Oil Gains First Day in Four After Surprise Drop in U.S. Supplies

Oil gained for the first day in four in New York after a surprise drop in U.S. crude stockpiles led investors to reduce bets that prices will decline.

Futures rose as much as 3.7 percent after sliding 8 percent in the past three days. Crude inventories dropped 3.1 million barrels last week, the American Petroleum Institute said yesterday. An Energy Department report today is forecast to show a gain of 1.5 million barrels. Traders holding short positions in oil futures, or bets that prices will fall, can’t book profits until they buy back contracts.

“With so many short positions around anything can spark a violent rally,” said Michael McCarthy, chief market strategist at CMC Markets in Sydney. “We’ve seen positions by the more nimble groups taking shorts and it’s those people buying back.”

Crude for November delivery rose as much as $2.79 to $78.46 a barrel and was at $78.01 at 2:43 p.m. Singapore time. Futures yesterday slid 2.5 percent to $75.67, the lowest settlement since Sept. 23, 2010. Oil is down 15 percent this year.

Brent oil for November gained $1.88, or 1.9 percent, to $101.67 a barrel on the London-based ICE Futures Europe exchange. The European benchmark contract was at a premium of $23.47 to U.S. futures, compared with a record close of $26.87 on Sept. 6.

Hedge Funds, Stocks

Hedge funds cut their bullish bets, or long positions, on oil by the most in almost two months in the week ended Sept. 27, according to the Commodity Futures Trading Commission. Concern that economic growth will falter sent crude to the biggest quarterly drop since 2008 in the three months ended Sept. 30.

Futures also gained after U.S. stocks surged. The Standard & Poor’s 500 Index rallied 4.1 percent in the final 50 minutes of trading in New York on speculation Europe may recapitalize its banks to tame its debt crisis. The S&P 500 and Nymex oil have moved in the same direction 89 percent of the time since Sept. 27, up from 67 percent in the 10 days before.

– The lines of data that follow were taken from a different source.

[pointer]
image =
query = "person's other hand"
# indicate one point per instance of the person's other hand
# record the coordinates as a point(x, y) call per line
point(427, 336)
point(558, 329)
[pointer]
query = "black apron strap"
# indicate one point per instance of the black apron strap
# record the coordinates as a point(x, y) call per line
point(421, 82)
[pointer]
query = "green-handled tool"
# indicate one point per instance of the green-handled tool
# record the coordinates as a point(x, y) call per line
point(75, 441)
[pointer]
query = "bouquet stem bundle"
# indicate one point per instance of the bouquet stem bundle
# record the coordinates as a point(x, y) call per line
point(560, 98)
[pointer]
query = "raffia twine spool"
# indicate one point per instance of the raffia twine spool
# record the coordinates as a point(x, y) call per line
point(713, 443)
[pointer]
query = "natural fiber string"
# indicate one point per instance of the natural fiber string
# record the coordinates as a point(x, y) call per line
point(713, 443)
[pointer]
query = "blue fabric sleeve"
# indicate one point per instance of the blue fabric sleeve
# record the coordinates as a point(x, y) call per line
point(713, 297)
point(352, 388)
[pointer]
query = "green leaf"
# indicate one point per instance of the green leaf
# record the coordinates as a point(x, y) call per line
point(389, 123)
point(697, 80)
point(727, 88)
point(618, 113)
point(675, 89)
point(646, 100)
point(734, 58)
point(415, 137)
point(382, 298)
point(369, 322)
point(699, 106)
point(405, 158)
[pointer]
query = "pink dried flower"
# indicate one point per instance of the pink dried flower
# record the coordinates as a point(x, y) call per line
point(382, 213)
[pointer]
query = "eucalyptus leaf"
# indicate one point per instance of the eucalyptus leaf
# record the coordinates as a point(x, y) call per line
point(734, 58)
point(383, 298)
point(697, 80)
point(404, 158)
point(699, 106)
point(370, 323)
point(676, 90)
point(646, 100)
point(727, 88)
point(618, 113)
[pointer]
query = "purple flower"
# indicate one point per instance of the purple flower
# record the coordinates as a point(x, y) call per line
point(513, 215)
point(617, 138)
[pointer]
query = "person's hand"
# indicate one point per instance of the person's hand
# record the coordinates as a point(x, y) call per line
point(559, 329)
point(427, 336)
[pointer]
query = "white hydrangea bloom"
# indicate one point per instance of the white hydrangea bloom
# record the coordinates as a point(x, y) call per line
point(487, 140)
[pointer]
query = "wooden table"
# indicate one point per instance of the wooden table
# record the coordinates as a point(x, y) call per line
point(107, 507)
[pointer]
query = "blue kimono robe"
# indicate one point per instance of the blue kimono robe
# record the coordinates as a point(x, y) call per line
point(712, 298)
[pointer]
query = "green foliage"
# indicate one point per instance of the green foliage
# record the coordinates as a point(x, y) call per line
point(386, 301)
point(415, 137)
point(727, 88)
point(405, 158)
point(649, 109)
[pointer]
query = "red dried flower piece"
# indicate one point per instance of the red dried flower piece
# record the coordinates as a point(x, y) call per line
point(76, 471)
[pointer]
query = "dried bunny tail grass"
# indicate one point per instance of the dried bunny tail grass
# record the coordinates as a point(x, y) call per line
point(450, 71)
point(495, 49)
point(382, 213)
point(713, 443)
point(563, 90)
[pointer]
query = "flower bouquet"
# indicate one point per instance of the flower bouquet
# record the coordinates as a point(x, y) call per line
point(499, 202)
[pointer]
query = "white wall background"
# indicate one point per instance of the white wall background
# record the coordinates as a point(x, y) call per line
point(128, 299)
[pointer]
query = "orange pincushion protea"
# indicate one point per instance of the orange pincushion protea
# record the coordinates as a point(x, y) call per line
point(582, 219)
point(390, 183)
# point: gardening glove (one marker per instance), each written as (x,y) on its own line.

“We saw a natural rebound in the market coming from the European situation and the better stock market and that just followed through to the crude market,” said Ken Hasegawa, energy trading manager at broker Newedge in Japan, who says New York oil won’t rise above $90 a barrel for the rest of this year. “It was good timing for the rebound when the API data was published. It accelerated the gains in crude oil.”

OPEC Outlook

U.S. gasoline supplies dropped 5 million barrels last week, according to the industry-funded API. The Energy Department report was forecast to show a gain of 1.5 million. The API said supplies of distillates, a category that includes heating oil, slid 2 million barrels.

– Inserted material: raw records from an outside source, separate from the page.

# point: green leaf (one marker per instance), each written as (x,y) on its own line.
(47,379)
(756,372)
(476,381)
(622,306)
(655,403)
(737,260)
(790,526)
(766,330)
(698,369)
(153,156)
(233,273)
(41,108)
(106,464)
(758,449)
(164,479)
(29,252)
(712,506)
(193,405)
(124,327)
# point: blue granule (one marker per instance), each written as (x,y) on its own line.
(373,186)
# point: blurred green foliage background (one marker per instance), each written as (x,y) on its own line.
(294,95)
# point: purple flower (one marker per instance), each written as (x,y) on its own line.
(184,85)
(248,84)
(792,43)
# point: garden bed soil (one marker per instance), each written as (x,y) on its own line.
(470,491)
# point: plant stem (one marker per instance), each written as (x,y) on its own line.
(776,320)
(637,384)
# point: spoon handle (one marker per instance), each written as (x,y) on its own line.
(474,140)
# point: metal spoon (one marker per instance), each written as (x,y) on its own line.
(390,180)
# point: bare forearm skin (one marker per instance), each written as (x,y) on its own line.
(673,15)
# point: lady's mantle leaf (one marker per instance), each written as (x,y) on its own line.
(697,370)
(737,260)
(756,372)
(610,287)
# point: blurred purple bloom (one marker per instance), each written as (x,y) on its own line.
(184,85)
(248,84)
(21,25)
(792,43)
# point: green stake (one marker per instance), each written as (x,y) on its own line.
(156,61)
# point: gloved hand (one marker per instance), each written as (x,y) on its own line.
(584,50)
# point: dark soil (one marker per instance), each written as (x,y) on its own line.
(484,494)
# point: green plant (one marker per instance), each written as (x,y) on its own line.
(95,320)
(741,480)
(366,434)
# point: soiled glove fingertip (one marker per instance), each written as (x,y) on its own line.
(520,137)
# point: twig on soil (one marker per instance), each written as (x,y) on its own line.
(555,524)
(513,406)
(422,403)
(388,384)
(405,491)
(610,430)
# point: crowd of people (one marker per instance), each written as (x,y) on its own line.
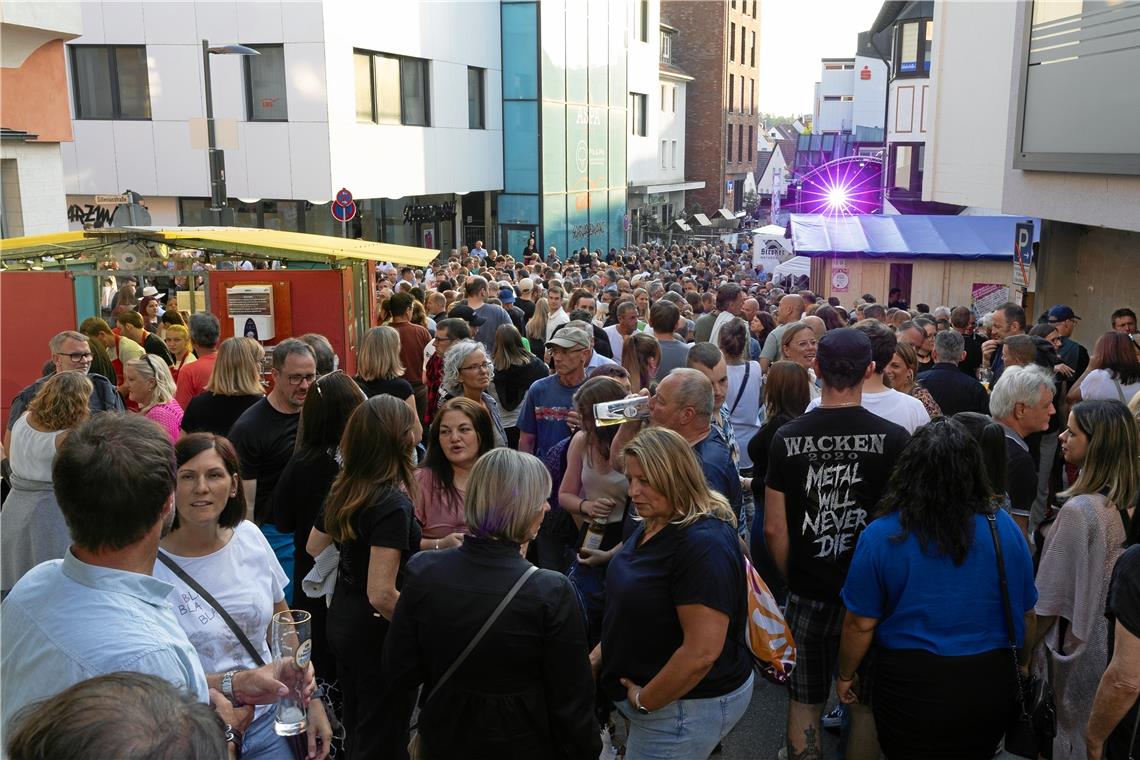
(495,565)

The API collects stockpile information on a voluntary basis from operators of refineries, bulk terminals and pipelines. The government requires that reports be filed with the Energy Department for its weekly survey. The API and Energy Department data have moved in the same direction 71 percent of the time over the past 10 years, according to data compiled by Bloomberg.

OPEC may cut production after its basket of crudes fell below $100 a barrel for the first time since February and Libyan output starts to rise. The Organization of Petroleum Exporting Countries’ benchmark fell to $99.65 on Oct. 3, down 18 percent from its highest level this year and within 2 percentage points of the 20 percent drop that’s deemed a bear market.

Saudi Spending

Ministers will hold their second meeting of the year on Dec. 14 in Vienna to decide how much of their oil the world will need in 2012. The group will reduce output to prevent Brent falling below $90 because Middle East members are increasing spending, according to Barclays Plc and Deutsche Bank AG.

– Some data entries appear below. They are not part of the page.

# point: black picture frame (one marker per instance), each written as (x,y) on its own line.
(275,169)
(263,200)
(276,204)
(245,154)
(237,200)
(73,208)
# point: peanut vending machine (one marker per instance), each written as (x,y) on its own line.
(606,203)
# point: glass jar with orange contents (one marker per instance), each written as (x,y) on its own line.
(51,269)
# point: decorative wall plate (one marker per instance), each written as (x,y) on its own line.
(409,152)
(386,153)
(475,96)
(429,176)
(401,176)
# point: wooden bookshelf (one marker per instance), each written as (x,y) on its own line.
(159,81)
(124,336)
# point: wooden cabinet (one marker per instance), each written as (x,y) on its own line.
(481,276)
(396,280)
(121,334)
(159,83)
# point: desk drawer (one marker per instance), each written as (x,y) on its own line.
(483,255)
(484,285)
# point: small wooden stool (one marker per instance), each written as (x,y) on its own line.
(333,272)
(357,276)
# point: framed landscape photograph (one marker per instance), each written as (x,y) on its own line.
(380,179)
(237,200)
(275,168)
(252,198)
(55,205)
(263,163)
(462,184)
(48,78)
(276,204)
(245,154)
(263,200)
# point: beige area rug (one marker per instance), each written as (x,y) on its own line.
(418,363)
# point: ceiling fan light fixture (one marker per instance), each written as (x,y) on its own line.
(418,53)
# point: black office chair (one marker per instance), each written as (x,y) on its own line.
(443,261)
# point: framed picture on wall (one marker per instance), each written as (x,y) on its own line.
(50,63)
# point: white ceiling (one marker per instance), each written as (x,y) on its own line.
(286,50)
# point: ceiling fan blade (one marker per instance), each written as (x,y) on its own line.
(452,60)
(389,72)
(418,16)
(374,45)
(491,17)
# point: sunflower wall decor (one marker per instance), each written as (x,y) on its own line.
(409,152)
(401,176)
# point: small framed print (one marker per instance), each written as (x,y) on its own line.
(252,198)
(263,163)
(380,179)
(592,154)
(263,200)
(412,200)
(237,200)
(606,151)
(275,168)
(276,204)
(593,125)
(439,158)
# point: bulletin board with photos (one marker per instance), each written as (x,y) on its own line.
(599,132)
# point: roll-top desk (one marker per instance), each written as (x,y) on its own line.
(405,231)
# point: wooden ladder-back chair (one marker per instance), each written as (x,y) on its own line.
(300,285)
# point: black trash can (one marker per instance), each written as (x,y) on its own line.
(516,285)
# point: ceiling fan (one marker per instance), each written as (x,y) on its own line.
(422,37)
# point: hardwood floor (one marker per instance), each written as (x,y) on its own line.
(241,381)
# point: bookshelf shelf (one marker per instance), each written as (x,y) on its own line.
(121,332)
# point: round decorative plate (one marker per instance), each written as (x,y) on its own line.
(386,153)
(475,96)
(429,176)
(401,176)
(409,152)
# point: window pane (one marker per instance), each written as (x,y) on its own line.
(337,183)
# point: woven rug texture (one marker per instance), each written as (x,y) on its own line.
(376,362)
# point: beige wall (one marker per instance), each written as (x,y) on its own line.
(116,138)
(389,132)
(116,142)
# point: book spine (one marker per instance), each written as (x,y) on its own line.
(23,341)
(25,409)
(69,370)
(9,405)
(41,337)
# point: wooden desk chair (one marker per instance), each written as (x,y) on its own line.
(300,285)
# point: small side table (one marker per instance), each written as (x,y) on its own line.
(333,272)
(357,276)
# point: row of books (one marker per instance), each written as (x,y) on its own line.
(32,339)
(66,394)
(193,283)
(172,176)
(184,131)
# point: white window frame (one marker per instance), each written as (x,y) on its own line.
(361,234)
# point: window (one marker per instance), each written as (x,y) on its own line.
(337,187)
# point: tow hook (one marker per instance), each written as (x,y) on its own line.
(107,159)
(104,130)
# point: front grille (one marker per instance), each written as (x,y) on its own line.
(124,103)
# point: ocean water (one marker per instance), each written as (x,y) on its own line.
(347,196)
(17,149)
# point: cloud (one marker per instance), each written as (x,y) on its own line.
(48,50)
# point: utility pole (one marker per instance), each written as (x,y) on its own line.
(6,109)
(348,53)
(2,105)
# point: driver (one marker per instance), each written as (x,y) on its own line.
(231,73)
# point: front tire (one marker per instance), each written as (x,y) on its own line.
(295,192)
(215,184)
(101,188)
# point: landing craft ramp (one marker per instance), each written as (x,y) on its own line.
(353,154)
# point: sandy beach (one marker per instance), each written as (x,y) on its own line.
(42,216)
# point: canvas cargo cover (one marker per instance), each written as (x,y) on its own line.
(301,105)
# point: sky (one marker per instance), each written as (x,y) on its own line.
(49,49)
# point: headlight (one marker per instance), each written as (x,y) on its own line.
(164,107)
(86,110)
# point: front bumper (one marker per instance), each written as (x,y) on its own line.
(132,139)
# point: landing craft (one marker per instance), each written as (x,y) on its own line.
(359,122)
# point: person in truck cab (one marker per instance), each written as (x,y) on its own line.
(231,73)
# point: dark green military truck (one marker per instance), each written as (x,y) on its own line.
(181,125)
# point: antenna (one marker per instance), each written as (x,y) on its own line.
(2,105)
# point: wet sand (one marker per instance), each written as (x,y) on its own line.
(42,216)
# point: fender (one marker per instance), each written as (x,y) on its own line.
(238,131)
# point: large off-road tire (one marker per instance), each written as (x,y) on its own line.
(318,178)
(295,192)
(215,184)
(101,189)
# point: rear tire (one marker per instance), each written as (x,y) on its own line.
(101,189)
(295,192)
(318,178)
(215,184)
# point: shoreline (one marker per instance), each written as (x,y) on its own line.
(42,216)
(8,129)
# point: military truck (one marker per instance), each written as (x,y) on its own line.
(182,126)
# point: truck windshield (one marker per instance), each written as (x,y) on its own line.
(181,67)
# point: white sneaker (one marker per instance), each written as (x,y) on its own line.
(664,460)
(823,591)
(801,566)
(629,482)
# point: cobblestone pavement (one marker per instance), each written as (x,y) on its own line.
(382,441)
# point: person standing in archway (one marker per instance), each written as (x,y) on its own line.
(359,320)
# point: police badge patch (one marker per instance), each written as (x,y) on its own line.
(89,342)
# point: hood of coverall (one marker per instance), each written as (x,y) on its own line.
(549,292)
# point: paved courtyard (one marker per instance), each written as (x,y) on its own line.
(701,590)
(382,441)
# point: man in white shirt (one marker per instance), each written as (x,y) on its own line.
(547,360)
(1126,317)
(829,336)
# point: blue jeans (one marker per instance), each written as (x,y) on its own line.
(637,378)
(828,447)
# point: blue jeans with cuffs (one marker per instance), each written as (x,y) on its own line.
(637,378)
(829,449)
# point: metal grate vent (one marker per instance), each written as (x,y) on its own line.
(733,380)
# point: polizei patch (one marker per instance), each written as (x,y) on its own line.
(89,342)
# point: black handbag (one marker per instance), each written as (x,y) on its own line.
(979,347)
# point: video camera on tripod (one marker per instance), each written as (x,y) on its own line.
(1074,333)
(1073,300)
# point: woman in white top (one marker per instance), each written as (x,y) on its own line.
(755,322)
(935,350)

Saudi Arabia, OPEC’s biggest producer, vowed to use “an iron fist” after 11 members of the security forces were injured by attackers during unrest in a Shiite Muslim town in the east, the official Saudi Press Agency said.

The government accused an unnamed “foreign country” of seeking to undermine the stability of the kingdom as a result of the violence in Awwamiya, in which the assailants, some on motorcycles, used machine guns and Molotov cocktails, the Riyadh-based news service reported late yesterday. A man and two women were also injured, the news service said.